Carroll Gardens crime was the subject at a Nov. 2 meeting of the 76th Precinct Community Council. One resident, Nicole, told police that, above all, “residents are afraid of gunshots.” The gunshots emanate from what is commonly known as the “corridor of crime,” Warren Street between Wyckoff Gardens and the Gowanus Houses. Nicole, a young mother, also voiced her concern about a teenage girl who was killed in the “corridor” about six months ago. She told police that “every car on the block has been keyed,” reports the Brooklyn Eagle.

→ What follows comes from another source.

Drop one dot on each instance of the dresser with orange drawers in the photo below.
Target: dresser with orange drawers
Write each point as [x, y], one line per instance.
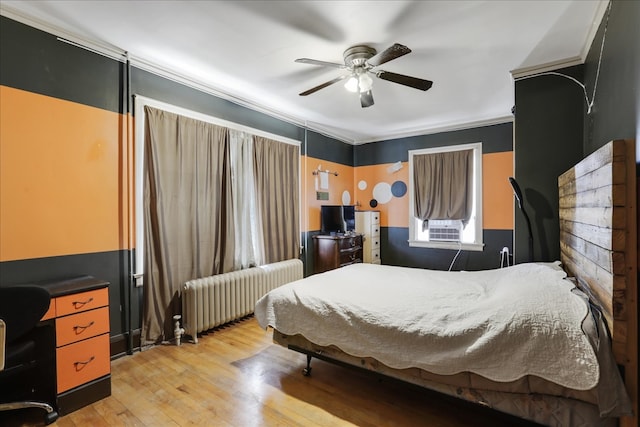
[79, 312]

The “corridor of crime” is in the 76th Precinct. The police precinct’s commander, Capt. John Lewis, has been sending auxiliary police to the area. He assured residents that “the auxiliaries would be sent again,” and that police would circulate “gun stopper” cards that promise a $1,000 reward for information leading to illegal guns. Lewis pointed out, however, that the “people in the brownstones” do not have the information; the “people in the projects” have it.
His statement designates the “corridor of crime” as a socio-economic problem. The “people in the brownstones” have money. The “people in the projects” are low-income residents.
Society has come to accept, and even expect, crime in low-income areas. Does anyone else see something wrong with this scenario? Money buys safety. People who are short on cash are subjected to living in danger and our society accepts it?
The overall crime in Carroll Gardens is comparable to other Brooklyn neighborhoods. As of Oct. 24, there have been 487 crime complaints this year, including two murders, two rapes and 76 felonious assaults. The other 407 crimes were all forms of theft, according to the NYPD’s CompStat report.